Mordprozess beginnt am 24. Oktober - Gericht fordert »Sat 1«-Video an

Von Christian Althoff
Detmold (WB). Mordprozess ohne Leiche: Zwei Wochen, bevor sich Alexander F. (28) aus Augustdorf vor dem Schwurgericht in Detmold verantworten muss, hat das Gericht ein Video von »Sat 1« angefordert. In der Sendung »Blitz« hatte Alexander F. im Herbst 2000 seine Frau Bianca (22) angefleht, zu ihm zurückzukehren. Doch da soll die Schwangere längst tot gewesen sein - ermordet von ihrem frisch angetrauten Ehemann.

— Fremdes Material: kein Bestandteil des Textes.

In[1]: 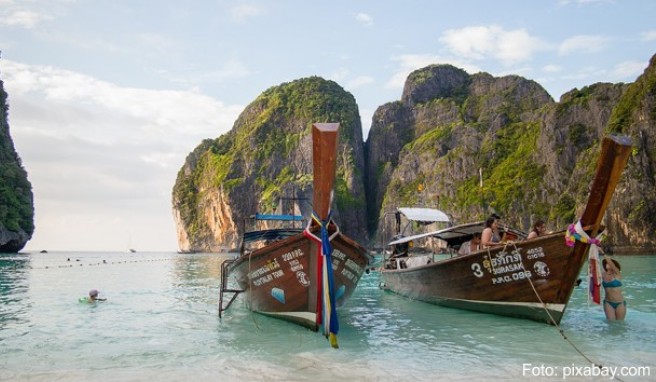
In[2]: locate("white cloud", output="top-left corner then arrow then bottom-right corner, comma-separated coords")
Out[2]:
640,29 -> 656,41
1,60 -> 243,250
346,76 -> 374,89
355,13 -> 374,27
231,4 -> 262,22
542,64 -> 563,73
611,61 -> 649,82
558,35 -> 608,55
440,25 -> 544,65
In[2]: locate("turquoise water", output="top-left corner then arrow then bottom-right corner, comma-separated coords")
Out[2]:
0,252 -> 656,381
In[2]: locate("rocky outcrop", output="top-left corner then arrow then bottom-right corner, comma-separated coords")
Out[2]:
173,54 -> 656,251
0,68 -> 34,253
366,59 -> 656,251
173,77 -> 368,252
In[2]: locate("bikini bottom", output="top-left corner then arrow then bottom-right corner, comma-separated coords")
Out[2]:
604,300 -> 626,309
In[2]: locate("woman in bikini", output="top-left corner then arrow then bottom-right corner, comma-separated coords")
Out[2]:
601,257 -> 626,321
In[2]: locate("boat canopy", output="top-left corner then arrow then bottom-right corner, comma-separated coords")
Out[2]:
244,228 -> 303,243
399,207 -> 449,222
388,221 -> 526,246
255,213 -> 303,222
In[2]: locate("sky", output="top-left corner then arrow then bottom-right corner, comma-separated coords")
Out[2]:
0,0 -> 656,252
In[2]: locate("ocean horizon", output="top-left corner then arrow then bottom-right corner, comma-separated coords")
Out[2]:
0,251 -> 656,381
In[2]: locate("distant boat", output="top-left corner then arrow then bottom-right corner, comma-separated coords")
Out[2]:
381,137 -> 631,325
219,123 -> 370,347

Der Prozess beginnt am 24. Oktober, doch Alexander F. hat bereits angekündigt, er werde schweigen. Das »Sat 1«-Video soll dazu beitragen, dass das Gericht einen Eindruck von dem Angeklagten gewinnt. Außerdem soll geprüft werden, ob Interview-Äußerungen des Tatverdächtigen im Widerspruch zu Angaben stehen, die er damals bei der Polizei gemacht hatte. Alexander F. hatte angegeben, seine Frau habe ihn im Streit verlassen und sei seitdem unauffindbar - eine Version der Ereignisse, die er bis heute von seinem Anwalt verbreiten lässt, nachdem er sich selbst nicht mehr äußern will.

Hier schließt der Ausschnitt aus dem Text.